The EPA is working to stiffen its enforcement of Title VI of the Civil Rights Act, which broadly forbids discrimination on the basis of race, color, or national origin, the agency’s top lawyer said Tuesday.
“There is a significant amount of work in terms of addressing the number of complaints and reviews that have been submitted” under Title VI, Jeffrey Prieto, general counsel of the Environmental Protection Agency, said at a conference hosted by the American Law Institute.
The EPA is also developing training and doing outreach to bulk up its civil rights work, Prieto said.
One of the key ways the agency must address Title VI is in assuring federally funded groups don’t unlawfully discriminate—a critical concern given that the EPA is poised to send out more than $50 billion in new grant funding under the bipartisan infrastructure law.
Prieto’s remarks amplify comments made in November by Lilian Dorka, the EPA’s director of external civil rights, who said the agency would switch from mostly reacting to complaints to a “more proactive program” under civil rights laws.
Historically, the EPA hasn’t always fully used its authority of Title VI, Dorka said in November. She said her team was asking staff to identify how the agency could improve Title VI compliance in planning, guidance, directives, and permitting.
The civil rights work also pairs with EPA Administrator Michael Regan’s emphasis on environmental justice, which Prieto called a “true priority” of the agency.
The Biden administration is working on a long-awaited screening tool that can identify neighborhoods suffering from environmental neglect. Prieto said the administration is “building upon what has already been done and trying to improve upon that, as opposed to trying to do something and starting over.”

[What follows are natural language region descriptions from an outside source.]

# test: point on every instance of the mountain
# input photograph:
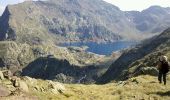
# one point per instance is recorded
(63, 20)
(140, 59)
(68, 65)
(155, 19)
(58, 21)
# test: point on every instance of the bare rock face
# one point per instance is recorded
(23, 86)
(139, 59)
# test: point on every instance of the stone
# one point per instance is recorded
(7, 74)
(56, 87)
(1, 76)
(15, 81)
(23, 86)
(4, 91)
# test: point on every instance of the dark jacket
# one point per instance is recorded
(163, 66)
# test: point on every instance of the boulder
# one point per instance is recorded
(23, 86)
(56, 87)
(1, 76)
(147, 71)
(4, 91)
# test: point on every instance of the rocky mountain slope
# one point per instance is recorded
(57, 21)
(69, 65)
(140, 59)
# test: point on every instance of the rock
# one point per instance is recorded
(149, 71)
(56, 87)
(23, 86)
(15, 81)
(4, 91)
(7, 74)
(1, 76)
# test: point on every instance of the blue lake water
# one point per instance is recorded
(102, 48)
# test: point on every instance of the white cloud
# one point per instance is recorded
(127, 5)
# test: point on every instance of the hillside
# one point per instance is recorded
(137, 88)
(135, 60)
(36, 22)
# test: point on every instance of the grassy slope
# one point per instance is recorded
(138, 88)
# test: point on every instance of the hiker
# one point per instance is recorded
(163, 67)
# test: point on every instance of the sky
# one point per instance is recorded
(125, 5)
(139, 5)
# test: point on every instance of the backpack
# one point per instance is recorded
(165, 67)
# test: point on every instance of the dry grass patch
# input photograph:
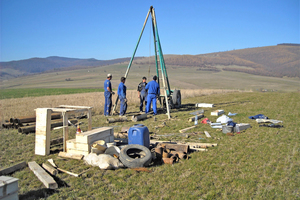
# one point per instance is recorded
(11, 108)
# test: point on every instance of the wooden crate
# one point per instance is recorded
(89, 137)
(8, 187)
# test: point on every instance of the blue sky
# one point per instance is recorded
(110, 29)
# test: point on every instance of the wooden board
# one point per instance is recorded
(77, 152)
(72, 144)
(44, 177)
(13, 168)
(217, 112)
(88, 137)
(43, 131)
(70, 155)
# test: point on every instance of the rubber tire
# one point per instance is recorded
(138, 162)
(176, 98)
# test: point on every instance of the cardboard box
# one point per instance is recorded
(89, 137)
(217, 112)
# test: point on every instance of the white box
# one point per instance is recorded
(217, 112)
(89, 137)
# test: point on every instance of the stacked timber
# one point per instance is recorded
(54, 124)
(83, 141)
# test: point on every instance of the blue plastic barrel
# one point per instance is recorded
(139, 134)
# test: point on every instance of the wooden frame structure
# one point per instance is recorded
(43, 125)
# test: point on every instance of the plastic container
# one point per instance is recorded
(139, 134)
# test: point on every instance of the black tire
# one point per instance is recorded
(135, 155)
(176, 98)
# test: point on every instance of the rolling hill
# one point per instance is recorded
(282, 60)
(53, 63)
(275, 61)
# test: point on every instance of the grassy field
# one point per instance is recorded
(179, 77)
(259, 163)
(37, 92)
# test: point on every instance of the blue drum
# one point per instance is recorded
(139, 134)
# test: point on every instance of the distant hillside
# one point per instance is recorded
(277, 61)
(37, 65)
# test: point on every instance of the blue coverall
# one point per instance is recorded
(107, 95)
(143, 94)
(153, 91)
(122, 96)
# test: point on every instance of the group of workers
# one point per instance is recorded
(147, 92)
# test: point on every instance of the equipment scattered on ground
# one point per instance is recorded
(170, 98)
(139, 134)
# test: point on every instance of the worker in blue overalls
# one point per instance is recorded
(153, 92)
(142, 93)
(107, 94)
(122, 96)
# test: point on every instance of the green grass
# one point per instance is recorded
(259, 163)
(179, 77)
(36, 92)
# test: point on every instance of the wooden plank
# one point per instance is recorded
(77, 152)
(97, 134)
(72, 144)
(51, 161)
(42, 175)
(50, 169)
(57, 141)
(183, 130)
(70, 155)
(13, 168)
(43, 131)
(8, 186)
(65, 131)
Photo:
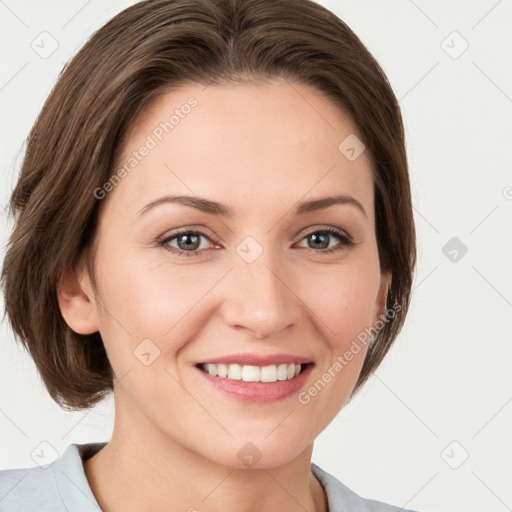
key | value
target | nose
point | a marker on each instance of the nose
(260, 299)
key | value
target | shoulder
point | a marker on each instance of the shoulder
(57, 487)
(341, 498)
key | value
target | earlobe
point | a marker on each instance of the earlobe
(385, 283)
(76, 302)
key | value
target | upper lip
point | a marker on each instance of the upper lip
(258, 359)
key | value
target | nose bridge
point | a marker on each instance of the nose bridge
(259, 298)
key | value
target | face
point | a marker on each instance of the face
(240, 274)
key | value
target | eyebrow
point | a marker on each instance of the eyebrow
(215, 208)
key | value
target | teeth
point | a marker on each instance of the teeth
(249, 373)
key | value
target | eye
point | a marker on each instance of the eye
(187, 243)
(320, 239)
(190, 242)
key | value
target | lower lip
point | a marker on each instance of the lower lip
(266, 392)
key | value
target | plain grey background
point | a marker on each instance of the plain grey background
(431, 430)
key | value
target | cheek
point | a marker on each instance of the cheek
(343, 299)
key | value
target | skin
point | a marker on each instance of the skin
(258, 149)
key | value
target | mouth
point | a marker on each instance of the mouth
(257, 379)
(253, 373)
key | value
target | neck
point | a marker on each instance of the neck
(141, 471)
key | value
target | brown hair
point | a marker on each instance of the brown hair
(142, 52)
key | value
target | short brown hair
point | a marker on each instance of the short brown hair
(146, 50)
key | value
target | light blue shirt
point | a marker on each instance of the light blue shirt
(63, 487)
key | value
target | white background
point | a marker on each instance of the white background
(448, 376)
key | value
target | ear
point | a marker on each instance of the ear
(76, 302)
(382, 295)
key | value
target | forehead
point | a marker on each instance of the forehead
(243, 142)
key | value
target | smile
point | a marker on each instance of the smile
(251, 373)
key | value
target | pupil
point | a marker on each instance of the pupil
(324, 243)
(187, 243)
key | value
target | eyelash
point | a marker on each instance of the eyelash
(346, 241)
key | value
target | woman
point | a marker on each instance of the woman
(214, 209)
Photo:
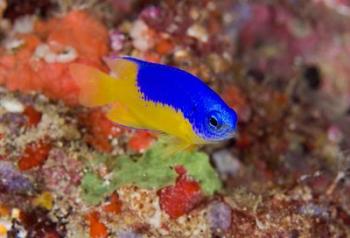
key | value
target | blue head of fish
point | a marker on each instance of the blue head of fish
(215, 122)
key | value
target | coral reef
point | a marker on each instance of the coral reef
(67, 171)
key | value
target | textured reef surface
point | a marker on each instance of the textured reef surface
(67, 171)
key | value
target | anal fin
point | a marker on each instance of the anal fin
(121, 114)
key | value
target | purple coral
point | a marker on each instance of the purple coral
(12, 181)
(219, 216)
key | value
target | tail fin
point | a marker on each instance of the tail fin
(96, 87)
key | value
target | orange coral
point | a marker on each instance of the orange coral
(24, 70)
(97, 228)
(99, 130)
(114, 206)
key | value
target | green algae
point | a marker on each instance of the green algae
(150, 171)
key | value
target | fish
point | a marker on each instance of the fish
(158, 97)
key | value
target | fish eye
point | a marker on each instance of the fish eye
(214, 121)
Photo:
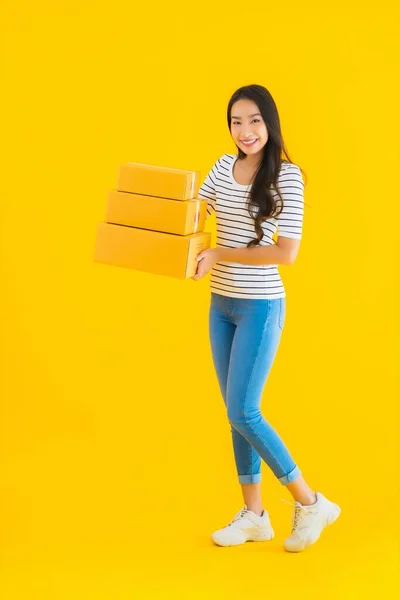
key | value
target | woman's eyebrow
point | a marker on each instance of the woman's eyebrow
(255, 114)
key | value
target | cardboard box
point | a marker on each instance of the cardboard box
(158, 214)
(163, 182)
(151, 251)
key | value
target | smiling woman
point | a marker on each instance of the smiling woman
(256, 192)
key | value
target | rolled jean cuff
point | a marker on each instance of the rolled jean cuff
(294, 474)
(254, 478)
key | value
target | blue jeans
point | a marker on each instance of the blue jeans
(244, 336)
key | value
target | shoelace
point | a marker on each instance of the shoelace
(238, 516)
(299, 511)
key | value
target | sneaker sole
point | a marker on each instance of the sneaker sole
(258, 537)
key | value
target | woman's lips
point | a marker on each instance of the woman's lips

Some environmental justice advocates have grown frustrated, saying the location of vulnerable communities is already well-known.

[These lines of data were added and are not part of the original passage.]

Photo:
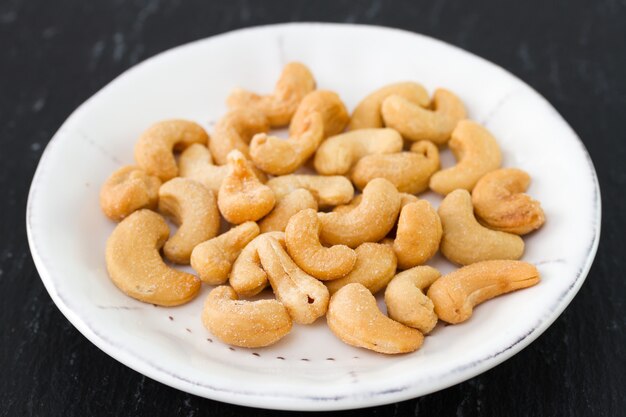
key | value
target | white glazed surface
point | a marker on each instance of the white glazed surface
(67, 232)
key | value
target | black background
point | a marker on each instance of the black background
(55, 54)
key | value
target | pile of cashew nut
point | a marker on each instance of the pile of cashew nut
(325, 243)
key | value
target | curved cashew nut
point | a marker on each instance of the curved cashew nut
(247, 277)
(354, 317)
(408, 171)
(277, 156)
(477, 153)
(328, 191)
(136, 267)
(244, 323)
(126, 190)
(406, 302)
(367, 114)
(155, 147)
(375, 266)
(370, 221)
(334, 113)
(304, 247)
(214, 258)
(418, 234)
(456, 294)
(417, 123)
(305, 298)
(465, 241)
(500, 202)
(235, 131)
(295, 82)
(194, 208)
(285, 208)
(242, 197)
(339, 153)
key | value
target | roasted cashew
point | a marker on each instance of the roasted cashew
(154, 151)
(214, 258)
(242, 197)
(328, 191)
(295, 82)
(370, 221)
(465, 241)
(456, 294)
(334, 113)
(194, 209)
(136, 267)
(244, 323)
(367, 114)
(501, 204)
(305, 297)
(405, 299)
(477, 153)
(354, 317)
(339, 153)
(278, 156)
(304, 247)
(375, 266)
(408, 171)
(235, 131)
(128, 189)
(417, 123)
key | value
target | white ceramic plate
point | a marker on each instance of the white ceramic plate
(310, 369)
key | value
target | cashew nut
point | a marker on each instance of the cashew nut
(136, 267)
(418, 234)
(367, 113)
(242, 197)
(286, 207)
(277, 156)
(214, 258)
(477, 153)
(354, 317)
(305, 297)
(304, 247)
(295, 82)
(408, 171)
(456, 294)
(332, 109)
(500, 202)
(234, 131)
(194, 209)
(155, 147)
(375, 266)
(406, 301)
(465, 241)
(417, 123)
(244, 323)
(370, 221)
(126, 190)
(328, 191)
(339, 153)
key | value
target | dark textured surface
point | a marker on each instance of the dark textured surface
(55, 54)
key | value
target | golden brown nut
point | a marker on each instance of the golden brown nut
(295, 82)
(501, 204)
(354, 317)
(194, 209)
(465, 241)
(126, 190)
(417, 123)
(367, 114)
(136, 267)
(456, 294)
(244, 323)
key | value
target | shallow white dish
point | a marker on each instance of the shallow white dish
(310, 369)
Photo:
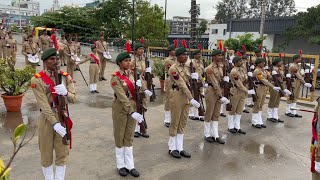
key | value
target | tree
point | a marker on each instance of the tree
(238, 9)
(307, 26)
(149, 23)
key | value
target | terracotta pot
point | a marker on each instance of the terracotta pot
(12, 103)
(162, 85)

Prieto also acknowledged the effects of the coronavirus pandemic on the Office of General Counsel, nodding to the reality that most EPA staffers have been working remotely, and that the agency’s unions have resisted calls to return to the office.
“As we enter back into whatever the new normal would be, I look forward to working with our union partners to establish and create an office that, frankly, has learned from the past two years and is able to take the best of what we’ve learned and to adapt into what we will be doing in the future,” he said.